Après l'émotion immédiate causée par la lecture du texte, une des raisons qui m'ont poussé à choisir de la monter est la possibilité qu'elle offre de ne travailler qu'avec des actrices ; une donnée assez stimulante pour moi qui ai plutôt l'habitude de donner la part belle aux garçons dans mes spectacles. Mais, cette anecdote personnelle mise à part, je n'ai pas l'impression que la pièce soit tellement "féminine". J'ai plutôt le sentiment qu'il s'agit d'un univers masculin raconté par des femmes. Elles ne racontent pas tant leur histoire que celle de trois autres -des hommes - dont elles sont les témoins ou les victimes. L'image qui me vient quand je pense au statut des femmes dans ce texte est celle des narratrices, très belles, très maquillées, du film de Pasolini Salo ou les 120 jours de Sodome.

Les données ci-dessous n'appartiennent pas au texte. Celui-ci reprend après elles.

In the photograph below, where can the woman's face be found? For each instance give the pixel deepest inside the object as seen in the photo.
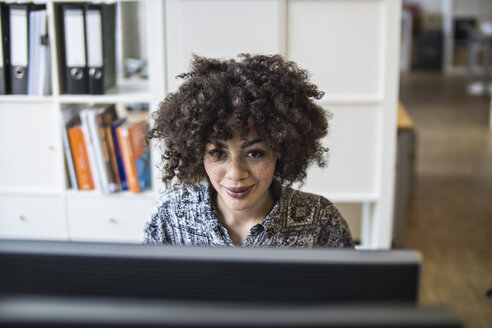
(241, 171)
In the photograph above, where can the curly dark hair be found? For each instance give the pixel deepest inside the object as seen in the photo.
(269, 93)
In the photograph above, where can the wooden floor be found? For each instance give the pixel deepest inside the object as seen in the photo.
(450, 215)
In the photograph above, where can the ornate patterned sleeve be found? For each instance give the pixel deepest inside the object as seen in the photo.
(335, 232)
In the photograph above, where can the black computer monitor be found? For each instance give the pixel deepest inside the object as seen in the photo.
(268, 275)
(70, 312)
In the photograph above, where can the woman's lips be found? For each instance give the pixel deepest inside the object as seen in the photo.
(240, 192)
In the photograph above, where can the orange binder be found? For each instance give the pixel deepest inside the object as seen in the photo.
(81, 159)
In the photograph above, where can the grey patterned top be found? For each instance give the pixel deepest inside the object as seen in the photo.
(186, 216)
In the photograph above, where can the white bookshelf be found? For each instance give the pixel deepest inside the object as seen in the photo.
(35, 201)
(350, 47)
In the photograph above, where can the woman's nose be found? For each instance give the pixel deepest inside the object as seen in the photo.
(237, 170)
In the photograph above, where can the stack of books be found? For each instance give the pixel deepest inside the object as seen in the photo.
(104, 152)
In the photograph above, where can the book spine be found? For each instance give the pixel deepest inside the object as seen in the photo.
(112, 157)
(88, 137)
(128, 157)
(81, 158)
(119, 160)
(104, 154)
(69, 158)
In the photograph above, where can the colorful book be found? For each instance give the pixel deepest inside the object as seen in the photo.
(81, 159)
(90, 143)
(92, 122)
(70, 118)
(105, 115)
(117, 152)
(135, 155)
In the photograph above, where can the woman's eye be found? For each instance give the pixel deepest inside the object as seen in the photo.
(216, 153)
(255, 153)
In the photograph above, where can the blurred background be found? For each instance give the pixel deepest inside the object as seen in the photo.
(445, 88)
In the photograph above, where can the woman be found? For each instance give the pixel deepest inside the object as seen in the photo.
(236, 135)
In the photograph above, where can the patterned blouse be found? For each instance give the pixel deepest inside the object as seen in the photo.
(186, 216)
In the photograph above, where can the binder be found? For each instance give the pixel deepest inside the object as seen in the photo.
(70, 119)
(39, 60)
(100, 40)
(4, 50)
(19, 48)
(75, 48)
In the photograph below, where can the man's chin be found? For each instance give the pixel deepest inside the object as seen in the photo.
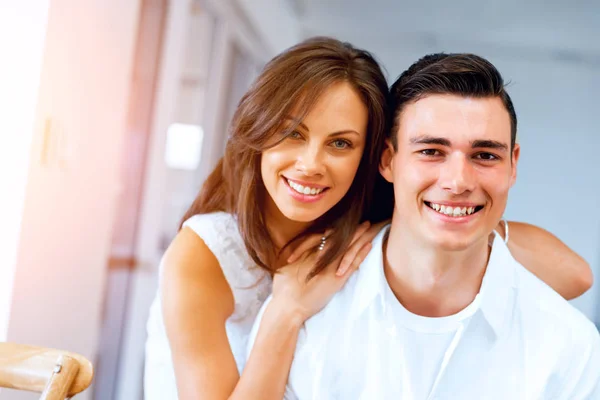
(453, 242)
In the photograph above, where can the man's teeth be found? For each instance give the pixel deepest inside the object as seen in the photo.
(453, 211)
(304, 189)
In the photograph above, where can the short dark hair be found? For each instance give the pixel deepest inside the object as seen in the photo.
(460, 74)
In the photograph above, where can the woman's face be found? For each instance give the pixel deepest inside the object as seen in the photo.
(312, 169)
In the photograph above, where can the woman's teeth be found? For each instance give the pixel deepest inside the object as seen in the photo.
(452, 211)
(306, 190)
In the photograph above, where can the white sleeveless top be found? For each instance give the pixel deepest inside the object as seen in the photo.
(249, 284)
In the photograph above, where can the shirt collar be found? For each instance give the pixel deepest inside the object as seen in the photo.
(497, 288)
(495, 294)
(371, 280)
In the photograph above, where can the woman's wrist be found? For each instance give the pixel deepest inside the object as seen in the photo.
(284, 311)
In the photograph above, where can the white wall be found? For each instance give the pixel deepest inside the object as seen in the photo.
(71, 190)
(275, 22)
(19, 80)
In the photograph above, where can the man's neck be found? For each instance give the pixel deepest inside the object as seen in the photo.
(430, 281)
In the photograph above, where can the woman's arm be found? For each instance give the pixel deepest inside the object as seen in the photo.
(549, 259)
(197, 301)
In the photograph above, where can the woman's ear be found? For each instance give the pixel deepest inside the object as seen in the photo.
(386, 162)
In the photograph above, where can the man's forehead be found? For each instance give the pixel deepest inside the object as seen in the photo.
(455, 118)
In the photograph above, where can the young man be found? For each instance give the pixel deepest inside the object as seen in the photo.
(440, 309)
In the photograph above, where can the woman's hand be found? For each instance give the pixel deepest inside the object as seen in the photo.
(306, 298)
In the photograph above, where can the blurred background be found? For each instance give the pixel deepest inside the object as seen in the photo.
(113, 112)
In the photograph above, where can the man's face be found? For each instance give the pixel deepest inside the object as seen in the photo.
(452, 170)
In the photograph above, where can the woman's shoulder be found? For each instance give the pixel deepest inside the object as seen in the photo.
(220, 233)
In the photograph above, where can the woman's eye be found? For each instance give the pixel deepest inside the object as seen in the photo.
(486, 156)
(430, 152)
(341, 144)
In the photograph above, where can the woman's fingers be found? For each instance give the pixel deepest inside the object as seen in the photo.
(361, 238)
(309, 243)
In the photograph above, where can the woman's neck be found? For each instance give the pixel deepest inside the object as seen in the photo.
(282, 229)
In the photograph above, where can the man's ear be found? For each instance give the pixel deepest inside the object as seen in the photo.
(386, 164)
(514, 159)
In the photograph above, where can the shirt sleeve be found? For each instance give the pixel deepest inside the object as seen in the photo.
(582, 380)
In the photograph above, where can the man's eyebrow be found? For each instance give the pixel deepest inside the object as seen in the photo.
(489, 144)
(427, 139)
(475, 144)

De toute façon, le théâtre raconte le plus souvent des histoires d'hommes ; à commencer par Shakespeare...

Si l'on cherche à résumer la pièce, on obtient une impression presque morbide ; et pourtant, il y a dans l'écriture de Lagarce quelque chose de l'ordre de la distance, de l'ironie...

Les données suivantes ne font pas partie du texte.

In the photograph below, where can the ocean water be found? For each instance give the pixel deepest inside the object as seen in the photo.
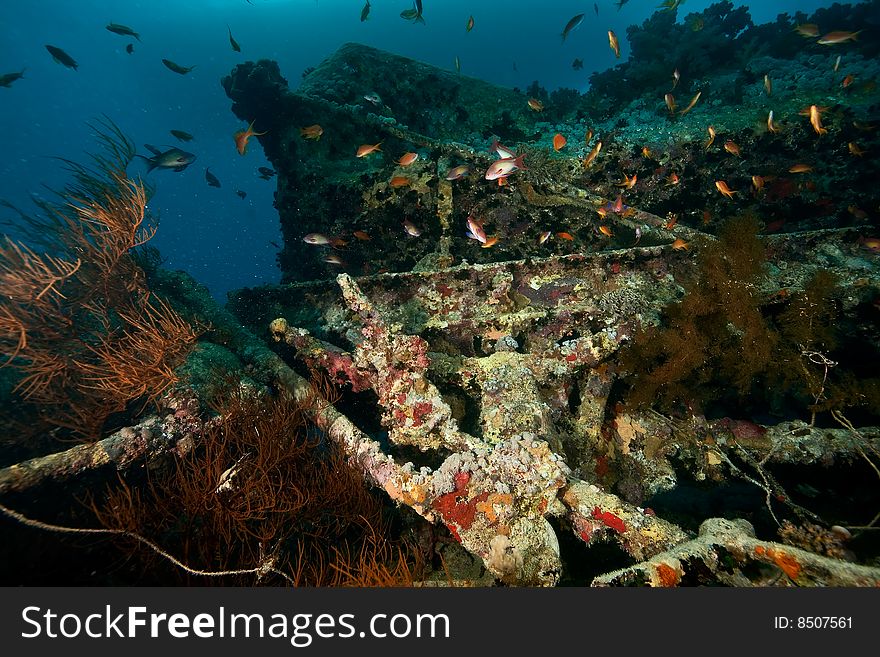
(224, 241)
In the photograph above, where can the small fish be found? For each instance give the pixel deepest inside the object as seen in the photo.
(571, 25)
(411, 228)
(242, 136)
(177, 68)
(181, 135)
(8, 78)
(724, 189)
(593, 154)
(366, 149)
(628, 182)
(501, 150)
(691, 104)
(461, 171)
(613, 43)
(232, 41)
(807, 30)
(174, 159)
(833, 38)
(414, 14)
(815, 121)
(373, 98)
(211, 178)
(333, 259)
(123, 30)
(318, 239)
(311, 132)
(407, 158)
(504, 167)
(62, 57)
(475, 230)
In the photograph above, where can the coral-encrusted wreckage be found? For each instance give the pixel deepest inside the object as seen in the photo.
(663, 402)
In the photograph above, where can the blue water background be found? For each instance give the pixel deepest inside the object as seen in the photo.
(223, 241)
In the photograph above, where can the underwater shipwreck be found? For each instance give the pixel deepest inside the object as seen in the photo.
(647, 356)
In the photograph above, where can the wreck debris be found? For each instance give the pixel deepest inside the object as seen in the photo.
(726, 552)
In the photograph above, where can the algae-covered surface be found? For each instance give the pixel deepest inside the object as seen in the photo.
(614, 338)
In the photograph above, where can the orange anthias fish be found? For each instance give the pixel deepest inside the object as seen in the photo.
(815, 121)
(311, 132)
(833, 38)
(724, 189)
(614, 43)
(367, 149)
(241, 138)
(711, 132)
(592, 154)
(854, 149)
(691, 104)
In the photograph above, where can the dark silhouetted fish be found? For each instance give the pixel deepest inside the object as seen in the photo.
(62, 57)
(181, 135)
(123, 30)
(174, 159)
(177, 68)
(232, 41)
(211, 178)
(8, 78)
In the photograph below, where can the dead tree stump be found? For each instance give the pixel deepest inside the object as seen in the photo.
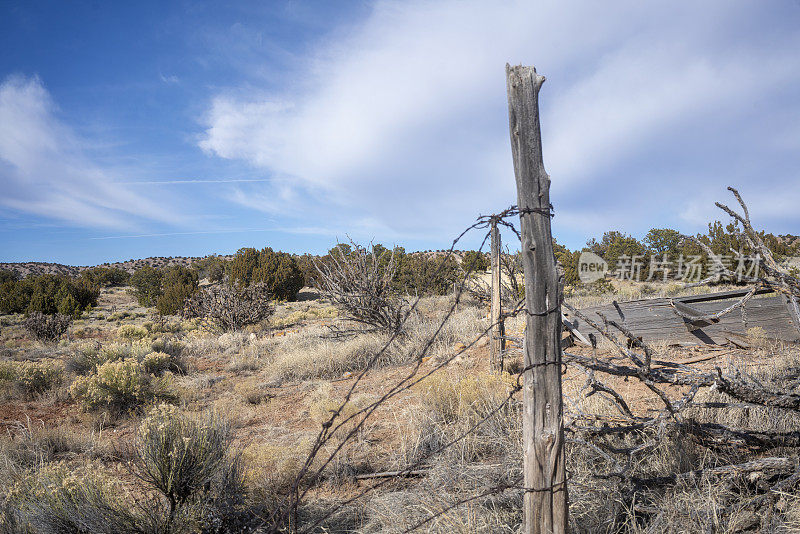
(545, 501)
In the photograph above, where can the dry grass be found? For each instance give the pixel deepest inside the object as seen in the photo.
(277, 387)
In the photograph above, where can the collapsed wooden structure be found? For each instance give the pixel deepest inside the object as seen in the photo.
(693, 319)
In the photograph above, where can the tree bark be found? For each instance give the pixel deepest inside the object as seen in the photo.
(545, 502)
(498, 343)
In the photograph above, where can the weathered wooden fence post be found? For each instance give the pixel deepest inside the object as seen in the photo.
(545, 502)
(498, 340)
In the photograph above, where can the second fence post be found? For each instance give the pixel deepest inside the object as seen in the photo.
(545, 501)
(498, 339)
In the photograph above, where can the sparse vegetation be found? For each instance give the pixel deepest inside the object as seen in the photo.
(47, 327)
(276, 271)
(120, 386)
(359, 282)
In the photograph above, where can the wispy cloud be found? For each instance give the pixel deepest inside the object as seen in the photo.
(402, 119)
(45, 170)
(190, 182)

Cet univers me fait penser à celui d'une pièce de Maeterlinck, La Mort de Tintagiles, également uniquement avec des femmes, et pourtant, cent ans plus tard, la mélancolie et la noirceur ne sont pas les mêmes. Quelle forme choisir pour le spectacle : un oratorio ? Une cantate ? Ou au contraire, quelque chose qui casse totalement les codes du tragique? Aujourd'hui, avant de commencer les répétitions, je ne sais pas encore... Mais j'ai la certitude que la pièce n'est pas déprimante. Je suis bien trop joyeux dans la vie pour être tenté par un texte déprimant. La violence de ces femmes à l'égard du frère presque mort est porteuse de vie. Ce texte est noir mais il est le contraire de la complaisance. Le refus absolu de la complaisance me touche beaucoup chez cet auteur. Quant à l'ironie, je ne sais pas... Elle est présente mais on trouve aussi un vrai premier degré. Les personnages disent ce qu'ils ont à dire et rien de plus. Lagarce sait aller à l'essentiel et c'est un phénomène très rare dans le théâtre français ce "ni trop, ni trop peu" ; même Koltès à tendance à dire trop...

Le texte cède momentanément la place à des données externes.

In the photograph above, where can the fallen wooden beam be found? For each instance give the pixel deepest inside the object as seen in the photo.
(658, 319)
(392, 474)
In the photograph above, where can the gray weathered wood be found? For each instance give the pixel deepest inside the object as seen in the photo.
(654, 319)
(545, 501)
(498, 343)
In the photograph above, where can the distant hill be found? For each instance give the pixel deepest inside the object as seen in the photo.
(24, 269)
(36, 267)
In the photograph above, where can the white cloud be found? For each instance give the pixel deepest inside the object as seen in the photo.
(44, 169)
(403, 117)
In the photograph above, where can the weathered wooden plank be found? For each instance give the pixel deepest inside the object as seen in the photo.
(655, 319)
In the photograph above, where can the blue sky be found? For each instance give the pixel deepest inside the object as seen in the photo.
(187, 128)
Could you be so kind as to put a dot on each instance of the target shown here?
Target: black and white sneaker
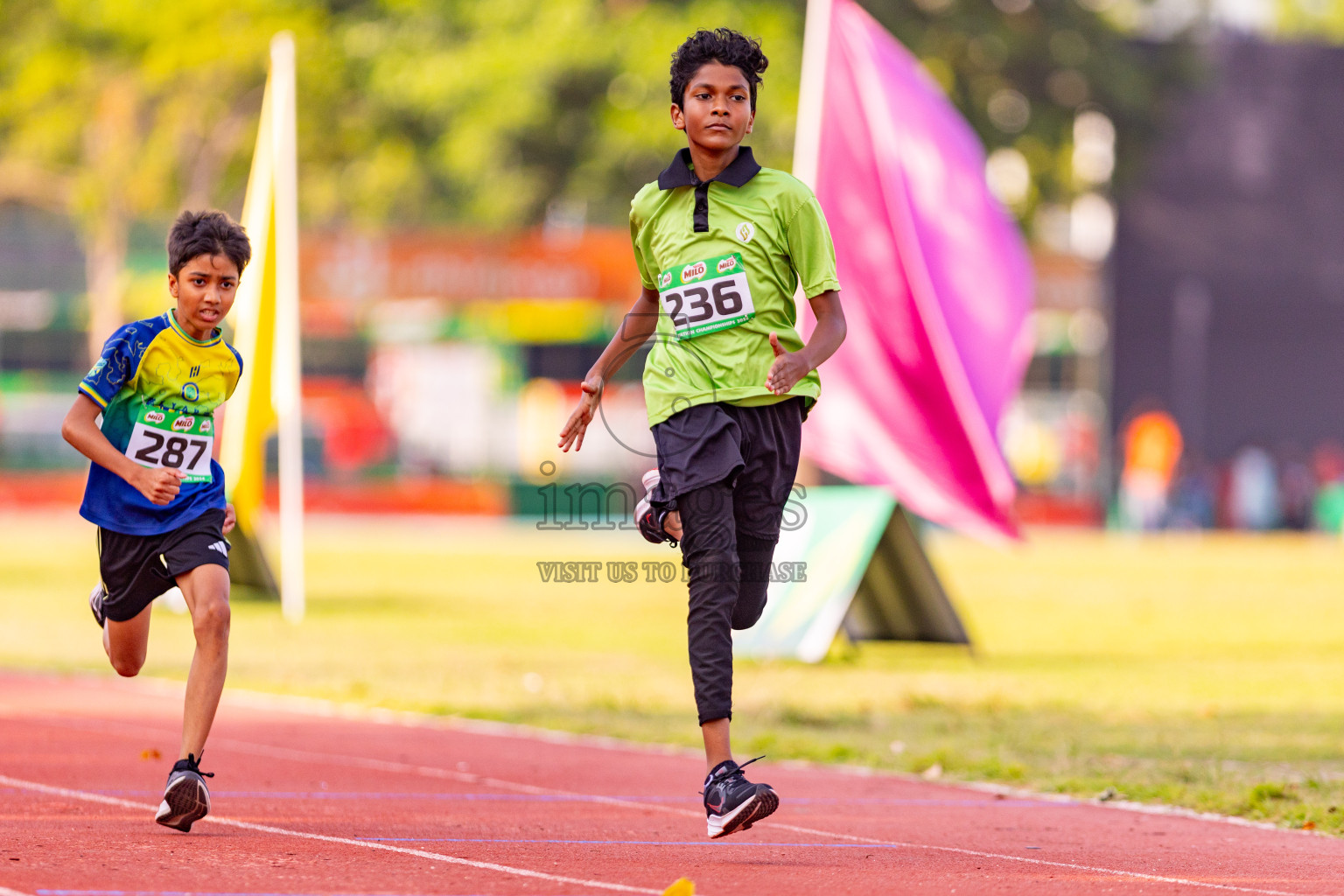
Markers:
(648, 517)
(734, 803)
(186, 797)
(95, 605)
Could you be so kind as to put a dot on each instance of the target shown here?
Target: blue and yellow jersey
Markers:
(159, 388)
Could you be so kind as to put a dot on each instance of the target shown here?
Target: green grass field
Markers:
(1194, 670)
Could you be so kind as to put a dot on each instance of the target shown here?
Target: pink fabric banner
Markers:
(935, 285)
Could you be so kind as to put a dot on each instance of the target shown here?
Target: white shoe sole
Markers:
(744, 816)
(186, 802)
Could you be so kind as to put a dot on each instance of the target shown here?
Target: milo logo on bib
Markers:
(164, 438)
(706, 296)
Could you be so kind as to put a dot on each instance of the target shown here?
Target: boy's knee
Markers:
(213, 617)
(128, 667)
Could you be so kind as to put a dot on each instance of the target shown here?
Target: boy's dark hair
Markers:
(207, 233)
(724, 46)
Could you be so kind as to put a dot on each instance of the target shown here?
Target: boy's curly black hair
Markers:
(207, 233)
(724, 46)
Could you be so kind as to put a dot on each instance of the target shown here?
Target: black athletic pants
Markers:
(730, 522)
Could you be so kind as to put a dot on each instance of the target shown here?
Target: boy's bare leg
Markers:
(717, 747)
(127, 642)
(206, 590)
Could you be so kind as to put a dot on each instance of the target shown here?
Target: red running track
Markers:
(311, 800)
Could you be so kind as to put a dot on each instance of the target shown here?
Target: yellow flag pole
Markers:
(285, 373)
(266, 335)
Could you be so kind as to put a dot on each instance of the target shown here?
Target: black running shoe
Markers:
(95, 605)
(648, 517)
(734, 803)
(186, 798)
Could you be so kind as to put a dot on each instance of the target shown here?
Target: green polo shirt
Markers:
(726, 256)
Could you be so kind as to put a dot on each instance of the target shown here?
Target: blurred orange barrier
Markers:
(42, 489)
(416, 494)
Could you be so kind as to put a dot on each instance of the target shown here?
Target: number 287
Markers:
(175, 451)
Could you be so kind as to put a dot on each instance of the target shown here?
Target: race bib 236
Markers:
(704, 298)
(176, 441)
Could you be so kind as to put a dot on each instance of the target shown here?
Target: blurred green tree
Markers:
(491, 113)
(1023, 70)
(486, 115)
(115, 110)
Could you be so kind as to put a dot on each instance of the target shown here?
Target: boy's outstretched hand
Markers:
(582, 416)
(787, 371)
(158, 484)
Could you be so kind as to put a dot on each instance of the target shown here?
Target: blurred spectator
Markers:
(1296, 489)
(1194, 501)
(1253, 500)
(1152, 449)
(1328, 507)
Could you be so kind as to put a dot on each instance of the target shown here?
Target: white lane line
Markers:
(431, 771)
(463, 777)
(1031, 861)
(284, 832)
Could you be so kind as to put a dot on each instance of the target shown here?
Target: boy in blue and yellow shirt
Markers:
(155, 491)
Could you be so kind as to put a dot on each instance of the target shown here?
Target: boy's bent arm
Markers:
(830, 332)
(636, 328)
(790, 367)
(80, 430)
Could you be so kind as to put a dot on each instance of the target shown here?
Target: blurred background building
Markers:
(1179, 170)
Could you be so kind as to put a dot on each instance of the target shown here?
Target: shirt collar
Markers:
(738, 172)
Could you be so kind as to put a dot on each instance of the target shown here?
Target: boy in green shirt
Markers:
(155, 494)
(722, 245)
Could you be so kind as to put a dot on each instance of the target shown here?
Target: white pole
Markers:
(233, 446)
(285, 373)
(807, 136)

C'est amusant que vous caractérisiez son écriture en mettant en avant sa consicion car j'ai lu sous la plume de plusieurs commentateurs que son charme était d'être toujours un peu hors sujet, dans le "autour"...

Je crois que ce n'est pas contradictoire. L'essentiel chez lui se trouve dans ce "autour", qui n'a pourtant rien d'imprécis ou de flou. L'auteur procède en dessinant la ligne d'un cercle. Si elle est bien tracée, elle définit le "autour" magnifiquement. Ce n'est de toute façon pas une écriture charnelle comme le sont celles de Pasolini ou d'Heiner Müller mais du bord, à l'image de cet état dans lequel se trouvent souvent ses personnages, "le bord des larmes". Plutôt que de parler avec sa chair, Lagarce parle avec sa peau. Je ressens cela comme une délicatesse, une forme de puritanisme aussi. Son approche est plus sensuelle que sexuelle. A cet égard, les écrivains dont il a retenu extraits pour son collage Les Solitaires intempestifs sont très parlants : Proust, Pérec, Madame de La Fayette...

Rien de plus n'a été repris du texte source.